Essa “língua perdida” ressurge para Artaud no momento em que traduz “Israfel” de Edgar Alan Poe, ao fazer ecoar em francês a voz do anjo em uma dicção capaz de acordar o que pulsa sob o texto escrito, através do processo do “sortilégio”; um escritor nasce, de certa forma, de seus antecedentes escolhidos (Gérard de Nerval, Lautréamont, Baudelaire) e assim observa-se que ao traduzir “Israfel”, Artaud se empenha em uma versão de sua própria poética: ele se torna poeta sob o impulso de diversas poéticas que tem em comum o fato de modificarem o próprio regime da língua francesa. [12]

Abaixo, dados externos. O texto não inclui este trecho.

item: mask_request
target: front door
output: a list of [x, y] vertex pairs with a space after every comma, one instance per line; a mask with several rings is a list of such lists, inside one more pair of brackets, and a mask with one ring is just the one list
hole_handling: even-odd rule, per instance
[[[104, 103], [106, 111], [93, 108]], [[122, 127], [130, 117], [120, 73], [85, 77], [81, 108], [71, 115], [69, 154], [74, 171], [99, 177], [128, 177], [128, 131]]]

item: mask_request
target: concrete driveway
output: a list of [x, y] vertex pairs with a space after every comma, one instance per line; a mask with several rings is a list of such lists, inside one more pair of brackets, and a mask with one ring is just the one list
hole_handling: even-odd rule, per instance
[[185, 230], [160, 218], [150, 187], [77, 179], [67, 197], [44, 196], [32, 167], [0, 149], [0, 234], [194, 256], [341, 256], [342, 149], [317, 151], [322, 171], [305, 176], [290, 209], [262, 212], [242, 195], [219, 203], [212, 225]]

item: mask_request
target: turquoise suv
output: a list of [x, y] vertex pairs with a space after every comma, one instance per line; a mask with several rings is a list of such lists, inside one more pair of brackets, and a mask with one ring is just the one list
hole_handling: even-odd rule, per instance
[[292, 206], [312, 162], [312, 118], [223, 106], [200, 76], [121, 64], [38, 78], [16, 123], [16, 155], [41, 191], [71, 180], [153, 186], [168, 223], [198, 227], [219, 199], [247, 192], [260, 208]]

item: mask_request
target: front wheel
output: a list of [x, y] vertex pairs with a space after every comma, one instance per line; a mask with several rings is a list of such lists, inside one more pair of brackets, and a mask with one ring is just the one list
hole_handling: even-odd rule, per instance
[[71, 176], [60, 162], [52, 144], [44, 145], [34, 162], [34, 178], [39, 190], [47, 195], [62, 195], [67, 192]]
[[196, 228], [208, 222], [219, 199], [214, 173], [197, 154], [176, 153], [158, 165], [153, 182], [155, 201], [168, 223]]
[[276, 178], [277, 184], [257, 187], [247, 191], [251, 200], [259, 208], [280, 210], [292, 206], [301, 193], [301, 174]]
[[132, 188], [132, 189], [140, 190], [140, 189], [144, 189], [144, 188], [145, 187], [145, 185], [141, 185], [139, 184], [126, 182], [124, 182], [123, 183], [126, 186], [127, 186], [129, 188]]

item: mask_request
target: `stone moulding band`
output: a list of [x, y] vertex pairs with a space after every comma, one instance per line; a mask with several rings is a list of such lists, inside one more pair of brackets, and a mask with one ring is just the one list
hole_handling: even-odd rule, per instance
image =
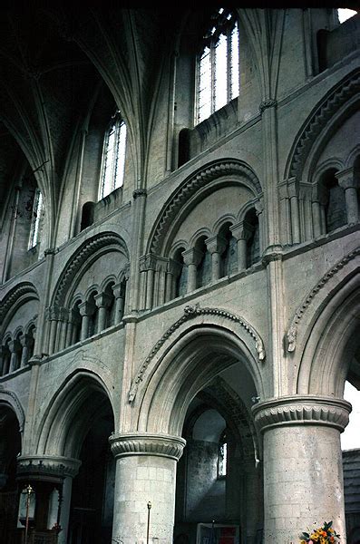
[[252, 407], [255, 424], [264, 432], [286, 425], [326, 425], [342, 432], [349, 421], [351, 404], [343, 399], [289, 396]]
[[73, 457], [22, 455], [17, 460], [17, 474], [73, 478], [78, 473], [81, 464], [79, 459]]
[[112, 434], [109, 438], [115, 459], [131, 455], [154, 455], [179, 461], [186, 441], [180, 436], [151, 432]]
[[333, 276], [337, 274], [337, 272], [344, 268], [344, 267], [347, 265], [347, 263], [350, 260], [355, 258], [359, 255], [360, 248], [356, 248], [355, 249], [354, 249], [354, 251], [351, 251], [350, 253], [345, 255], [342, 259], [337, 261], [337, 263], [334, 267], [332, 267], [330, 270], [326, 272], [326, 274], [323, 276], [320, 281], [307, 294], [301, 306], [295, 312], [295, 316], [291, 321], [291, 325], [287, 332], [287, 351], [289, 353], [295, 351], [295, 348], [297, 346], [297, 325], [300, 320], [302, 319], [305, 312], [306, 311], [307, 307], [310, 306], [313, 298], [317, 295], [317, 293], [322, 289], [322, 287], [324, 287], [324, 286], [329, 281], [329, 279], [333, 277]]
[[174, 333], [185, 321], [192, 319], [198, 316], [218, 316], [219, 317], [223, 317], [226, 319], [229, 319], [230, 321], [234, 321], [238, 323], [247, 333], [252, 337], [253, 341], [255, 341], [255, 349], [258, 352], [258, 356], [259, 361], [264, 361], [266, 358], [264, 343], [258, 334], [255, 331], [255, 329], [248, 323], [245, 319], [240, 317], [239, 316], [236, 316], [235, 314], [231, 314], [227, 310], [223, 310], [221, 308], [200, 308], [199, 304], [196, 306], [186, 306], [184, 307], [183, 316], [178, 319], [168, 330], [162, 335], [161, 338], [155, 344], [149, 355], [146, 357], [145, 361], [141, 364], [140, 371], [137, 376], [134, 378], [131, 386], [130, 388], [128, 400], [129, 403], [133, 403], [135, 400], [135, 396], [139, 388], [139, 384], [142, 382], [143, 376], [145, 374], [146, 369], [148, 368], [151, 359], [160, 350], [161, 345], [165, 343], [165, 341]]

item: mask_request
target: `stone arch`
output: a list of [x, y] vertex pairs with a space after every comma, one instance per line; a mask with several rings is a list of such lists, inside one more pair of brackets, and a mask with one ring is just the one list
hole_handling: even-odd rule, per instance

Clarividência sobrevivente do sofrimento de eletrochoques magnéticos e metafóricos, Artaud foi mais uma vítima da vulgaridade que considera mentalmente doentes aos gênios e aos visionários. Buscava a linguagem da sensibilidade anterior à linguagem conceitual, na linha já proposta por Nietzsche que esta última seria a mais imprópria para exprimir a existência do mundo por se tratar de uma simples metáfora: daí o privilégio da musicalidade oral. A recuperação da gênese processual de si mesmo, com a linguagem gestual e corporal: Artaud canta seu corpo e despreza os códigos gramaticais que sufocam a linguagem questionando as instituições: família, religião, Universidade, Estado, polícia, asilos psiquiátricos - tanto os aparelhos repressivos como os ideológicos do Estado, aos quais iria se referir Althusser. Ele descobre nas formas não faladas da expressão dramática possibilidades criadoras desconhecidas, deseja um teatro de transe como o balinês, danças de possessão como os ritos brasileiros descritos por Roger Bastide (macumba, candomblé). Sartre aproxima o happenning do Teatro da Crueldade de Artaud só que o primeiro tende a não comportar nenhum dirigismo, celebrando a desordem como união coletiva, enquanto o segundo costuma ter um tema proposto e tudo é calculado precisamente. [13]

Jogos de verão
Não tenho feito outra coisa senão recuperar-me
Antonin Artaud
ontem horizonte
perplexo

alva flor
traduzir o indizível

incorporavam-se ao espaço noturno
inquietos dentro do verde
frente a frente

[…]

inquietos dentro do verde
frente a frente
incorporavam-se ao espaço noturno soturno
alva flor
traduzir o indizível
ontem horizonte
perplexo

[Claudio Willer, in Dias circulares]

Havendo participado da dança do peyote entre os Tarahumaras, Artaud se posiciona contra a lei que proíbe tomar-se substâncias alucinógenas declarando que a proibição aumenta seu consumo, o qual, segundo ele, poderia ser proveitoso para os que estão ligados à medicina, ao jornalismo, à literatura. [14] As experiências de Artaud tinham precedente nos estudos de Ludwig Lewin(1886) e Havelock Ellis, tratando de isolar a mescalina, princípio ativo do peyote que verificava-se ter o poder de modificar a percepção.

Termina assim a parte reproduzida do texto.